Local, international reporters return from Maungtaw visit

09 September 2017
Local, international reporters return from Maungtaw visit
Journalist take photos of a burning house at the Gawdu Thara village in Maungdaw township, Rakhine State, western Myanmar, 07 September 2017. Photo: Nyein Chan Naing/EPA

A group of 25 local and international journalists returned to Yangon from a government-organized trip to Maungtaw in northern Rakhine State.
The Myanmar government has been arranging visits for journalists to the violence-ridden northern part of Rakhine in the aftermath of the August 25 terrorist attacks and Myanmar military sweep.
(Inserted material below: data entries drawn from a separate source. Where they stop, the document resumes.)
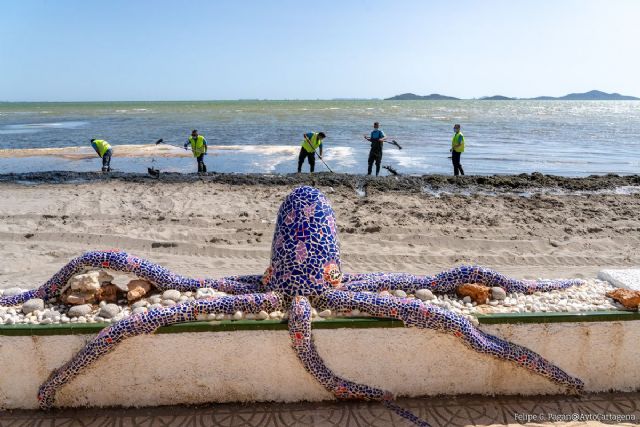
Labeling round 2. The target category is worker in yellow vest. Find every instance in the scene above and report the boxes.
[450,124,465,176]
[183,129,208,173]
[297,132,326,173]
[90,139,112,172]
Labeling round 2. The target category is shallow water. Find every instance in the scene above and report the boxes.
[1,100,639,176]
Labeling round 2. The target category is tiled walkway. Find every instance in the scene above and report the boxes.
[1,393,639,426]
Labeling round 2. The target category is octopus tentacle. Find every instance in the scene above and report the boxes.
[288,296,430,427]
[0,250,261,306]
[317,290,584,392]
[38,292,283,409]
[220,274,264,287]
[340,265,584,294]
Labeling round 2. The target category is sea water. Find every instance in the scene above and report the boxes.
[0,100,639,176]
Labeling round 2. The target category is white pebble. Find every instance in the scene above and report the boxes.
[162,290,181,302]
[232,311,243,320]
[416,289,435,301]
[132,307,148,315]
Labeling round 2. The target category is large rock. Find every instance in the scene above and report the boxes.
[415,289,435,301]
[127,279,153,301]
[64,291,96,305]
[606,289,640,309]
[491,287,507,301]
[99,303,121,319]
[97,284,120,303]
[68,304,93,317]
[456,284,491,305]
[22,298,44,314]
[68,271,102,292]
[162,289,181,302]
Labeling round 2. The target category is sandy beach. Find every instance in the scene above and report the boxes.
[1,172,638,291]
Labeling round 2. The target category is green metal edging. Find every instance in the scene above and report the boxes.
[0,318,404,336]
[0,311,639,336]
[475,310,640,324]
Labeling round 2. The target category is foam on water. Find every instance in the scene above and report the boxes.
[0,121,87,135]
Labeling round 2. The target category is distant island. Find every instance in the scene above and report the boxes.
[530,90,639,100]
[386,93,460,100]
[480,95,515,100]
[385,90,638,101]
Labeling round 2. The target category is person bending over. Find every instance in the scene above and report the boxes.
[90,138,112,172]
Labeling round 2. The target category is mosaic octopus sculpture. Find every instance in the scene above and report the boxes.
[0,186,585,426]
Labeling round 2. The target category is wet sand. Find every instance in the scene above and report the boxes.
[0,172,639,290]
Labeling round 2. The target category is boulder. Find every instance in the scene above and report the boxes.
[68,304,93,317]
[97,284,120,303]
[99,303,121,319]
[127,279,153,302]
[98,270,114,284]
[606,289,640,309]
[415,289,435,301]
[456,284,491,305]
[162,289,181,302]
[22,298,45,314]
[491,287,507,301]
[68,271,102,292]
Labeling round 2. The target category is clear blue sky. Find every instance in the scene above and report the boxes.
[1,0,639,101]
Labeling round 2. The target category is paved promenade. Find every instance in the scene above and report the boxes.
[1,392,638,426]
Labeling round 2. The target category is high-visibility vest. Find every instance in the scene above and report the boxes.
[188,135,206,157]
[93,139,111,158]
[301,133,322,153]
[451,132,465,153]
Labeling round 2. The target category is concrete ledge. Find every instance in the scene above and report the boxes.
[1,315,640,409]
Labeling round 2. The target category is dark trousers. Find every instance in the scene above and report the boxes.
[367,150,382,176]
[297,147,315,173]
[197,154,207,173]
[102,149,112,172]
[452,150,464,176]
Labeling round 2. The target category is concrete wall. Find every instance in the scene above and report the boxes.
[1,321,639,409]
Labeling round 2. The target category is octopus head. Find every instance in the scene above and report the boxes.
[263,186,342,297]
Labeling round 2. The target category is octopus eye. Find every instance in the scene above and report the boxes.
[323,263,342,287]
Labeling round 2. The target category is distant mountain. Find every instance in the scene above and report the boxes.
[480,95,515,100]
[386,90,638,101]
[385,93,460,100]
[529,90,639,100]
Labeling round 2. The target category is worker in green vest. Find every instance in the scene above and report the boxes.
[297,132,326,173]
[450,124,465,176]
[90,139,112,172]
[183,129,208,173]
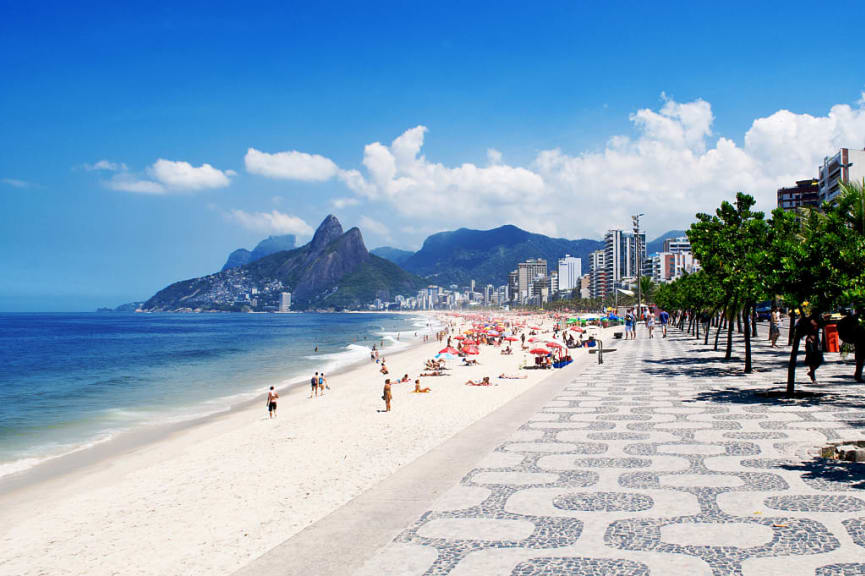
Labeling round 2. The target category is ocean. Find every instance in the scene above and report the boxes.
[0,312,436,478]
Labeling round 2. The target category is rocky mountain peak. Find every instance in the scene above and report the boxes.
[310,214,344,252]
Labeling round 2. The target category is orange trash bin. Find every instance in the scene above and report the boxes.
[824,323,840,353]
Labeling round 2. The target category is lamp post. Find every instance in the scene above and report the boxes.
[632,213,644,321]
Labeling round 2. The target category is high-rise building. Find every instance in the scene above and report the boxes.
[662,236,691,254]
[507,270,519,302]
[818,148,865,203]
[517,259,547,304]
[579,274,591,299]
[603,229,645,294]
[777,179,819,211]
[557,255,582,292]
[279,292,292,312]
[589,249,608,300]
[648,252,699,283]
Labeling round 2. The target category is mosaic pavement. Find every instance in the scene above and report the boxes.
[357,324,865,576]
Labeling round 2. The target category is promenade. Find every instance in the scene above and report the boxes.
[353,323,865,576]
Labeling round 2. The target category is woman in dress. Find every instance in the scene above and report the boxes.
[769,307,781,348]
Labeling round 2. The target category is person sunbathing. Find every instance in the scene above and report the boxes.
[412,379,431,393]
[401,374,410,382]
[380,363,389,375]
[420,370,443,377]
[499,373,527,379]
[465,376,492,386]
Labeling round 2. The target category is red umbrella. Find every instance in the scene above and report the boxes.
[529,348,550,355]
[504,337,518,342]
[463,339,478,345]
[454,335,466,340]
[439,346,460,355]
[463,346,480,355]
[546,342,563,349]
[530,326,541,330]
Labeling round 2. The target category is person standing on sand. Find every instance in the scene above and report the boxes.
[319,372,327,395]
[267,386,279,418]
[310,372,319,398]
[382,379,392,412]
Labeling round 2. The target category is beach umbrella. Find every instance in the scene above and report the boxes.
[546,342,563,349]
[454,335,466,340]
[463,346,480,355]
[487,330,499,336]
[436,352,457,360]
[439,346,460,355]
[504,336,518,342]
[529,348,550,355]
[530,326,541,330]
[463,339,478,345]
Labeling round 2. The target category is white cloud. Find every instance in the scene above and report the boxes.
[358,215,391,242]
[1,178,38,189]
[225,209,314,235]
[84,160,127,172]
[268,94,862,239]
[102,159,233,194]
[148,159,232,190]
[331,196,360,208]
[244,148,338,181]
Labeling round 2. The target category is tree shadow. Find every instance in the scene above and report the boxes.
[781,457,865,491]
[687,385,865,412]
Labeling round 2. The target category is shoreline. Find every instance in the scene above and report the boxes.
[0,312,592,576]
[0,312,439,492]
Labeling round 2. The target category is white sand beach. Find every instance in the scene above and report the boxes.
[0,313,595,576]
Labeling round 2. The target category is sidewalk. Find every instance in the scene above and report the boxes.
[356,324,865,575]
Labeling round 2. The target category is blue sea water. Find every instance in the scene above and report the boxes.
[0,312,434,477]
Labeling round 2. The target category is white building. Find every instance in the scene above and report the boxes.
[819,148,865,203]
[279,292,292,312]
[557,255,582,292]
[662,236,691,254]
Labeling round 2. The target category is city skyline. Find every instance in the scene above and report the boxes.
[3,1,865,310]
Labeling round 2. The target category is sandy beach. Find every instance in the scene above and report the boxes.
[0,313,593,576]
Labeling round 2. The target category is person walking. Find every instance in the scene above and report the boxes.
[646,311,655,339]
[266,386,279,418]
[624,309,634,340]
[769,307,781,348]
[803,316,823,384]
[319,372,327,395]
[310,372,319,398]
[659,309,669,338]
[381,378,392,412]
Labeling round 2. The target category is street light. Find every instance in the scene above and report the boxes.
[632,213,644,321]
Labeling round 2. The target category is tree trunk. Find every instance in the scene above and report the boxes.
[751,308,758,337]
[788,311,796,345]
[744,304,752,373]
[687,312,693,334]
[704,309,713,345]
[696,313,700,340]
[736,310,742,334]
[787,325,802,396]
[725,308,735,360]
[714,313,723,351]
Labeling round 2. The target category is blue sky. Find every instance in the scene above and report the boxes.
[2,1,865,311]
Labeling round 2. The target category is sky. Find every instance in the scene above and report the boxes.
[2,1,865,311]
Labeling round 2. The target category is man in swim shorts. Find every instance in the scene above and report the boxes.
[311,372,319,398]
[267,386,279,418]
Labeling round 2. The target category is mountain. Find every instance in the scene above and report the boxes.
[400,224,603,286]
[370,246,414,266]
[645,230,687,255]
[221,234,297,271]
[143,216,425,311]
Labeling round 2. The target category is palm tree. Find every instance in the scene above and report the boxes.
[640,276,656,304]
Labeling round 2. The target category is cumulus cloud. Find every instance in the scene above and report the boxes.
[102,159,233,194]
[245,93,865,238]
[244,148,338,181]
[84,160,127,172]
[225,209,314,235]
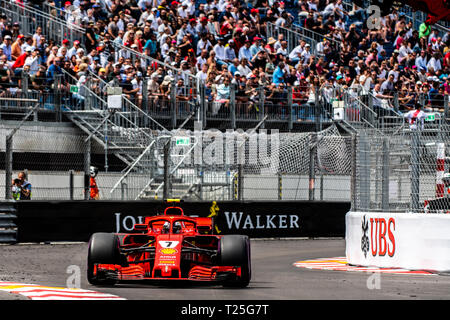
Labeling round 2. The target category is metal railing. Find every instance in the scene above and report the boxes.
[266,22,321,57]
[0,0,85,44]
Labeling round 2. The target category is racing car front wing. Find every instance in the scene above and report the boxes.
[93,264,242,282]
The local and international media group visited and collected news from temporary relief camps in Maungtaw town where displaced persons who fled from terrorist attacks were staying, peaceful and stable places where no act of terrorism occurs and where Muslims were staying, Mawrawadi Village where ethnic nationals were staying, Alethankyaw Border Post that repulsed the extremist terrorist attack, fire damaged villages and the Myanmar-Bangladesh border fence in Maungtaw, according to a report in the Global New Light of Myanmar.
The news media group included 25 journalists from AP, NHK, BBC, TBS, RFA, EPA, Swiss TV, Al Jazeera, CAN, Mizzima, Myanmar Time, CNB and MDN.
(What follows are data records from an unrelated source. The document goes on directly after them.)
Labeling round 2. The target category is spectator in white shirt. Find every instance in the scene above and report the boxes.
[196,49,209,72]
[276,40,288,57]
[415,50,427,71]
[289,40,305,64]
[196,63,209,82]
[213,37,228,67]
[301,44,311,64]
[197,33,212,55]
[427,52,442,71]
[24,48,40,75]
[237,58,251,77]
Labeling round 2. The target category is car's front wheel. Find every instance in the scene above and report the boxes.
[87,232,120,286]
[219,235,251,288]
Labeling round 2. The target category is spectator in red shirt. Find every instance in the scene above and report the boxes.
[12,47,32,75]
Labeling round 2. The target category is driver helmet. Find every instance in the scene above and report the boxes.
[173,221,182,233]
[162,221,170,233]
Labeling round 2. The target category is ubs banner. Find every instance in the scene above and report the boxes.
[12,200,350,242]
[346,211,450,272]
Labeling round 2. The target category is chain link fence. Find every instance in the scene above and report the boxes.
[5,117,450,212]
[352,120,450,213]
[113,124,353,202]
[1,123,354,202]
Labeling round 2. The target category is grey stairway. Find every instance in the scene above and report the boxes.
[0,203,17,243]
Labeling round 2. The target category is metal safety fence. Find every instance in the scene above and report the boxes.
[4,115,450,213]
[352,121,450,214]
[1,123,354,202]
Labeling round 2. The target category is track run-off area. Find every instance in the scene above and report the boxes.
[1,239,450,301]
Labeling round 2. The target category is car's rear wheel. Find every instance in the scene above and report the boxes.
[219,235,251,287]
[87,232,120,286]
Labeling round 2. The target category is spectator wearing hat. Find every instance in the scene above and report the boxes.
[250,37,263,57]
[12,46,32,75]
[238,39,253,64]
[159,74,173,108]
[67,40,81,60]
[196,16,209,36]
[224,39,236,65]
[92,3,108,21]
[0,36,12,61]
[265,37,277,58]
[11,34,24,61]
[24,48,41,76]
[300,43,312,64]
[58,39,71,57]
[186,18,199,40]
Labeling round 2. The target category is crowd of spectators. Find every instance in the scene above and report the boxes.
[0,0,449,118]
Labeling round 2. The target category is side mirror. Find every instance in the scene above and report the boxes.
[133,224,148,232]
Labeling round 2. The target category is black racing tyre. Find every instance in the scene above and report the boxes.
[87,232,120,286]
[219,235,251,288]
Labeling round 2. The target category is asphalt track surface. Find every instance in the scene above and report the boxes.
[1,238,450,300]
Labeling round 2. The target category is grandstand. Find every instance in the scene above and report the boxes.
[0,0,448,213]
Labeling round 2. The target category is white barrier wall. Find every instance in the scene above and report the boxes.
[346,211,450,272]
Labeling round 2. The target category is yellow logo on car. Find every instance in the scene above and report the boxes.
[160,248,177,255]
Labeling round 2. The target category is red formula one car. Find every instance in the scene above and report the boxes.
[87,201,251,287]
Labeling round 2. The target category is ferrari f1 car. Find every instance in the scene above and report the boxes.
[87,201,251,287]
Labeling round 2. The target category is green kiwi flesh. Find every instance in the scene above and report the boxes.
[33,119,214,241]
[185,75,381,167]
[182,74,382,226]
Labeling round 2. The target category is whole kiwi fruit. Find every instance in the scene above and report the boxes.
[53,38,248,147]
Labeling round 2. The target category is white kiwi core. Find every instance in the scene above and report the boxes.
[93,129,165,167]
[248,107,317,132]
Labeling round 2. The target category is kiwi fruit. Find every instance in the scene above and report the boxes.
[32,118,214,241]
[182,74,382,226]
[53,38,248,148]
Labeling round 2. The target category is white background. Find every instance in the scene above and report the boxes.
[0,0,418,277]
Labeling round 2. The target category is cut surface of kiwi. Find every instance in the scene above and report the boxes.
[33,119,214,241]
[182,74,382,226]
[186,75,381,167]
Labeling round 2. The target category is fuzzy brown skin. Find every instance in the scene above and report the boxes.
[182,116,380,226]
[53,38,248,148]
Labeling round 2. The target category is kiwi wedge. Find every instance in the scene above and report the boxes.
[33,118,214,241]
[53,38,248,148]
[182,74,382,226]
This group and earlier groups were carefully shepherded and restricted on where they could report due according to the government to “security concerns”.
The government has been providing more access to the war zone following criticism by local and international media that many areas in Rakhine State were off-limits to reporters. The government has complained about the publication of “misinformation” and “Fake News” about the conflict. Most of the conflict takes place out of sight of reporters.